Haftanın En Çok Okunanları

Son Yazılar

Aşkta Kırık Plak Etkisi: Neden Sürekli Aynı Şarkıyı Çalıyoruz?

Hiç kendinizle kaldığınızda “Neden hep benzer ilişkiler yaşıyorum? Neden hep aynı sonlar beni buluyor?” dediğiniz oldu mu? Olmamışsa da çevrenizde bu durumdan yakınan tanıdık yüzler olmuştur. Bazen farklı kişilerle farklı ilişkiler içerisinde olsak da yaşadığımız sorunlar, hüzünlenmemize sebep olan durumlar aynı olabiliyor. Böyle bir durumda kişi, kendini bir ilişki döngüsü içine girmiş ve sanki yanlış insanlar onu buluyormuş gibi hissedebiliyor. Psikolojik açıdan baktığımızda kişiyi, aynı hikâyeye, aynı kırgınlıklara ve çaresiz hissetmeye sürükleyen şeyler: benlik saygısından, çocukluk travmalarından ve bağlanma stillerinden geçiyor.

Bağlanma Kuramının Aşk Hikâyemize İz Bırakan Yüzü

Çocukken, anne-babalarımızla kurduğumuz ilişkiler sonucunda geliştirdiğimiz bağlanma stilleri, romantik ilişkilerimizde oldukça önemli bir yere sahip. Yaşamımızın ilk yıllarında, ihtiyaçlarımızın karşılanması, bakım verenlerimizle kurduğumuz ilişkiler; yaşamamız boyunca güven duygumuz, insanlarla yakınlık kurma becerimiz ve duygularımızı düzenleme gibi alanlarda belirleyici bir etkiye sahip olur.

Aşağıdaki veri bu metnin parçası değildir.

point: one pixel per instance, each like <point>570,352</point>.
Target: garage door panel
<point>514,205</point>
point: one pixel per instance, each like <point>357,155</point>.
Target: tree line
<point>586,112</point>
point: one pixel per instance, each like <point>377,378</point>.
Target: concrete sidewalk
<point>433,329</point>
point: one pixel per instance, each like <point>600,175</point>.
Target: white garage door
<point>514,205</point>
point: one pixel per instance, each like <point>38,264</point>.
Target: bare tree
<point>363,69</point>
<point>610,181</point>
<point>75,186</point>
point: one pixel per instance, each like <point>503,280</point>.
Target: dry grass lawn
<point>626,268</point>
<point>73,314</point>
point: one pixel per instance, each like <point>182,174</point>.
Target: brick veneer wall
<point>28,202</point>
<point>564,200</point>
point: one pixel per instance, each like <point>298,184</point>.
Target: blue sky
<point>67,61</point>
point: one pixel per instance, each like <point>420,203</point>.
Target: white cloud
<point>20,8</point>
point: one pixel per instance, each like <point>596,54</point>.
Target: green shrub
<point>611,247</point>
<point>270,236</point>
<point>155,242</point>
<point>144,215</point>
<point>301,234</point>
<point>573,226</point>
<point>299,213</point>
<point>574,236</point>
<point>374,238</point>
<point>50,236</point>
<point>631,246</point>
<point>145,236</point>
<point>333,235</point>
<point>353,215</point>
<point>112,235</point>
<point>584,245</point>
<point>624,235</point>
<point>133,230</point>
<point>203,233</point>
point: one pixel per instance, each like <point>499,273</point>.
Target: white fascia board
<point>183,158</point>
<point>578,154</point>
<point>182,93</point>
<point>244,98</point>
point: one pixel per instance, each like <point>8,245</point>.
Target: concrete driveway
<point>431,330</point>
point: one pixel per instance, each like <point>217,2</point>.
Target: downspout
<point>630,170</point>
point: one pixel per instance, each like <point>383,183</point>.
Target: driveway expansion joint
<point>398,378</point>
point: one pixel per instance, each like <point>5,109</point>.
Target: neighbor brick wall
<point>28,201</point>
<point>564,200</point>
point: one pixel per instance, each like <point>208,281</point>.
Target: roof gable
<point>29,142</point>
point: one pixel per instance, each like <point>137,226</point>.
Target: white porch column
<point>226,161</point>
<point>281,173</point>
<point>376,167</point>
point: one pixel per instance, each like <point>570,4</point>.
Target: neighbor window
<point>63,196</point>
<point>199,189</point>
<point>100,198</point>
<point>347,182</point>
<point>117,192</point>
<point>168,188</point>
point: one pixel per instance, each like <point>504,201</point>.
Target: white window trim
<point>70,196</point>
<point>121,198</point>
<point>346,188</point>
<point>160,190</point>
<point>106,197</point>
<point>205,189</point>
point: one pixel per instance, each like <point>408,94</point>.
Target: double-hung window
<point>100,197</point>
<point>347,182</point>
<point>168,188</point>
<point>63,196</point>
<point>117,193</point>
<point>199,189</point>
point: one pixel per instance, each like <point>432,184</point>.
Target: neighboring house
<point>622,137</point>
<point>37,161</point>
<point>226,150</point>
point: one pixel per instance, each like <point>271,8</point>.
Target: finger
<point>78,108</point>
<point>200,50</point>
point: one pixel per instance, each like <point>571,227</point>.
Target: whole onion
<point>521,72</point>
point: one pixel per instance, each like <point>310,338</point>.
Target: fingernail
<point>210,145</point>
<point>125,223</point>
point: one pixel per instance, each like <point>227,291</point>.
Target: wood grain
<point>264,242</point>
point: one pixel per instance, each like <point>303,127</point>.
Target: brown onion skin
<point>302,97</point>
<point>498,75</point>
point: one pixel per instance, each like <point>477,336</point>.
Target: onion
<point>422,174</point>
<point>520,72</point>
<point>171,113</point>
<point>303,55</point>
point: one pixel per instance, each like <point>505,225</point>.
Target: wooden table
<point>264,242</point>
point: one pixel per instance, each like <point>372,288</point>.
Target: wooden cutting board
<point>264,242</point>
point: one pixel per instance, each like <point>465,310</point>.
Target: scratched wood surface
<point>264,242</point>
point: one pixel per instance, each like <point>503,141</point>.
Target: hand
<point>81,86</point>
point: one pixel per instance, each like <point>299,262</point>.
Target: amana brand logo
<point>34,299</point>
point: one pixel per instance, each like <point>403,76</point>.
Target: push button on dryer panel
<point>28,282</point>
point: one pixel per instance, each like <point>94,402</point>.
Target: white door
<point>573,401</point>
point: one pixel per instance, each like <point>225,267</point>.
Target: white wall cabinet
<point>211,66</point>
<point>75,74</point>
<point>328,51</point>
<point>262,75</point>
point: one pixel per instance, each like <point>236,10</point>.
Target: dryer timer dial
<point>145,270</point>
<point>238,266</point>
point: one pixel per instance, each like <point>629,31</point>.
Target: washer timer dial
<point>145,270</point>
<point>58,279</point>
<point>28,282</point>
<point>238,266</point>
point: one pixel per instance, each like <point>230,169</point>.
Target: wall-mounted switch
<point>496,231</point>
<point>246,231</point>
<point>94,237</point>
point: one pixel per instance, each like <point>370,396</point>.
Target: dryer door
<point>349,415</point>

Bu etkiyi romantik partner seçimlerimizde, ilişkimizde iletişim ve ilişkiden aldığımız doyum gibi alanlarda hissederiz.

İhtiyaçlarımız zamanında karşılanmış, sevgiyi hissetmiş, tutarlı bir şekilde büyütülmüşsek sağlıklı ilişkiler kurarız ve ilişkilerimizde güvenli bağlanma gerçekleştiririz; ihmal edilmişsek, tutarsız bir şekilde büyütülmüşsek kaygılı ya da kaçıngan bağlanma stiline sahibizdir. Bağlanma stillerimiz, yetişkinler olarak ilişkilerimizde kendini şu şekilde hissettirir:

Kaygılı bağlanma stiline sahipsek partnerimizin her an bizi terk edebileceği korkusuyla karşı karşıya kalırız. Sürekli sorgulama, en ufak uzaklaşmada panik halinde olma ve sürekli beraber olma isteği hâkim olur. Bu tutum ise partnerimizin uzaklaşmasına ve korkulan sonun yani “terk edildim, sevilmiyorum” gibi değersizlik algısına sebep olabilir.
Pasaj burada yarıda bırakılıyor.